In the case of rimonabant, investigators, including Nissen, did not have data on psychiatric side effects of the drug. "I'm glad that those data were reviewed; I hope that it can be overcome, because I do think [rimonabant] has potential. But this is not like handicapping horse races; it's about doing good scientific studies and reporting the results in a faithful and accurate fashion."
Biting the hand that leads
For health reporters, Nissen is a rare gem in the parched, baked earth that is the medical/pharmaceutical beat. In a sphere where wooden interviews, cautious opinions, and technical jargon are the norm, Nissen speaks his mind and is deliciously quotable.
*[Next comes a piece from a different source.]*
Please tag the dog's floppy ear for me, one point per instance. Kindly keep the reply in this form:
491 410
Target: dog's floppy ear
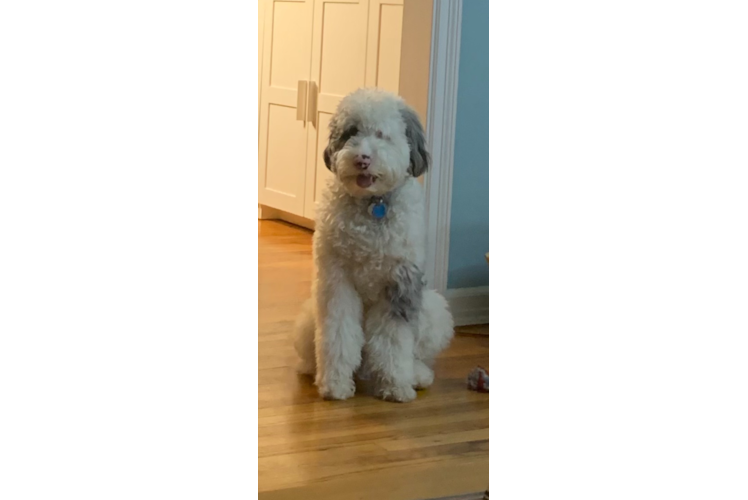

At the major cardiology meetings when he's spoken at a press conference, Nissen will glide through the pressroom like he's hosting a garden party, offering opinions, warmly greeting reporters by name.
Asked whether the proximity he's always enjoyed, even nurtured, with the press has come back to bite him, Nissen cordially steers the conversation back to where he insists it should remain. "The last thing in the world I want is for this to be about me. It has to be about the science. If there are criticisms of the manuscript, let them be directed at the science, not at the messenger."
Yet even as the hue and cry dies down, many journalists following the rosiglitazone saga are left wondering if Nissen—always so frank with and accessible to the media—may, this time, have gotten more attention than he wanted. Which just goes to prove the adage: Be careful what you wish for, you just might get it.